In his ode to Dejection, Coleridge wrote that “we receive but what we give / and in our life alone does Nature live: / […] / Ah! From the soul itself must issue forth / A light, a glory, a fair luminous cloud / Enveloping the Earth…” The poet goes on to identify this light and glory with Joy. But the problem with Joy, he continues, is that it’s impermanent, and as he considers the terrors of the world—the ravening Wind, the blasted tree, dying soldiers on a frozen battlefield, a little girl lost in the mountains on a stormy night—his Joy is diminished. And the poem ends feebly with a wish that the Lady whom the poet addresses might “evermore rejoice.” Nature lives, then, only when we’re in that joyful, importance-making mood—when we happen to give enough of a damn to make it important by our thinking about it. As Joy departs, so too does the meaningfulness of the world. What can we do then? Well, just wish for the joy to come back; that’s all Coleridge could give us, at that stage in his life. But if you’ve convinced yourself that the importance of the world around you pops in and out of existence as your moods change, you will eventually realize that the importance constructed on the whims of Joy is fraudulent. You will despair, or you will repent.

Contrast this with the traveler on the anti-voluntaristic road. For him too, feelings of Joy come and go. But what he knows—except in his darkest moments, when he forgets—is that the world out there is teeming with goodness and beauty, that the evil is not the permanent thing but the corruption of goodness.

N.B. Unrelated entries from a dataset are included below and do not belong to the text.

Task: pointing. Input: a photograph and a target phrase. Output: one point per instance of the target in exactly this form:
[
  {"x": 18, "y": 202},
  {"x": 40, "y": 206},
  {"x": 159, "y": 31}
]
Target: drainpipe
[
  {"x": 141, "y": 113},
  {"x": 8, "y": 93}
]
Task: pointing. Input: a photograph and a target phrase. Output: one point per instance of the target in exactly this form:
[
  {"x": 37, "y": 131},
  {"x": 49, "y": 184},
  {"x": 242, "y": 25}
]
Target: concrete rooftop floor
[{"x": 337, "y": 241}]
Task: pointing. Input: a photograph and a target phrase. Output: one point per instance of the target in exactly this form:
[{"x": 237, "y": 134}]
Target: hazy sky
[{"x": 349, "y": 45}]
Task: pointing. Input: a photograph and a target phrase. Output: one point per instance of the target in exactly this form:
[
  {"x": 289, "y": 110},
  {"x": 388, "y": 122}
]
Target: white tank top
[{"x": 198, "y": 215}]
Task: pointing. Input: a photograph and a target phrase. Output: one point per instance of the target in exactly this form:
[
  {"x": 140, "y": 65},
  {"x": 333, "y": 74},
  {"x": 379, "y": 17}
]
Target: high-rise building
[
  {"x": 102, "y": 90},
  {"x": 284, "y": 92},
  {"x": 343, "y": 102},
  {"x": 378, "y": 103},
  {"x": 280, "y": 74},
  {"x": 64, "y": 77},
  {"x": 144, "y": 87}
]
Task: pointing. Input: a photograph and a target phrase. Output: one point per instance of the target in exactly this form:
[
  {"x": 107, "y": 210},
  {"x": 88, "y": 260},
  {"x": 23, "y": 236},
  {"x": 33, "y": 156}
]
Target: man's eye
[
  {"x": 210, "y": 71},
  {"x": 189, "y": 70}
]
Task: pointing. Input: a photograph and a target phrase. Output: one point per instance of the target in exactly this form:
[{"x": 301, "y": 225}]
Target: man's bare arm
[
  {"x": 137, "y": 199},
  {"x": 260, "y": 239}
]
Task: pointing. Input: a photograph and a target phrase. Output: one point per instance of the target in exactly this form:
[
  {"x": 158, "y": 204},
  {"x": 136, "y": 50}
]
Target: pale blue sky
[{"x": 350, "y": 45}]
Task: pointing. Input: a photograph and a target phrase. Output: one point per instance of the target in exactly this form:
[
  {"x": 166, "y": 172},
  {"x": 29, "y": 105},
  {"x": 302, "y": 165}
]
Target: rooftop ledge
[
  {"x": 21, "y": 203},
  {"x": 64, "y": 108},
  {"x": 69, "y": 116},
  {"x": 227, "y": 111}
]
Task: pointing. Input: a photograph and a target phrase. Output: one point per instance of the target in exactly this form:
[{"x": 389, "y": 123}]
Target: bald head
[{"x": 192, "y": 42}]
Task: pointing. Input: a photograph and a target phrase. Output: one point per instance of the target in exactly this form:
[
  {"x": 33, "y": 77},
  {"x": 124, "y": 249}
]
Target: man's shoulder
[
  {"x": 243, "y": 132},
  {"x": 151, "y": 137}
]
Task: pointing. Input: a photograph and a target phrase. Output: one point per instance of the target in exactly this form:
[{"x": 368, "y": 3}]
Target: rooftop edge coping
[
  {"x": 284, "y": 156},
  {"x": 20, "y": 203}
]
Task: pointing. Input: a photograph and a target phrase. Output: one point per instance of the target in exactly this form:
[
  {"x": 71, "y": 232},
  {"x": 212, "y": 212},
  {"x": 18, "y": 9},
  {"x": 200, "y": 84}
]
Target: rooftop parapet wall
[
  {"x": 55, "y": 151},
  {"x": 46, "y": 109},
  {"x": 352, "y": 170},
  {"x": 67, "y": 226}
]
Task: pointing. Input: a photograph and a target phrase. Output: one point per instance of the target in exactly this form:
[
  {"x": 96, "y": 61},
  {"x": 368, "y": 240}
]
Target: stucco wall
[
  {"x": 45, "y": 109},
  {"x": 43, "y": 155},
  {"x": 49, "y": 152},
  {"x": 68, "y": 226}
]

He knows, too, that his feelings can put him in touch with what is really there; that the importance is out there, including in our pasts, to be made important to us by our discovery of it, not our construction of it. And, finally, he knows that there is always more to discover and so always more to love.

Thomas M. Ward

Baylor University
Thomas M. Ward, Associate Professor of Philosophy, Baylor University

One Comment

  • Denise Posie says:

    Thank you, Professor Ward, for this great blog. I’ve always been intrigued by the major biblical theme of “remembering.” Your blog is timely, particularly, with the sudden increase in racially, motivated attacks on people in our country. I appreciate your ending paragraph — “But what he knows—except in his darkest moments, when he forgets—is that the world out there is teeming with goodness and beauty, that the evil is not the permanent thing but the corruption of goodness.”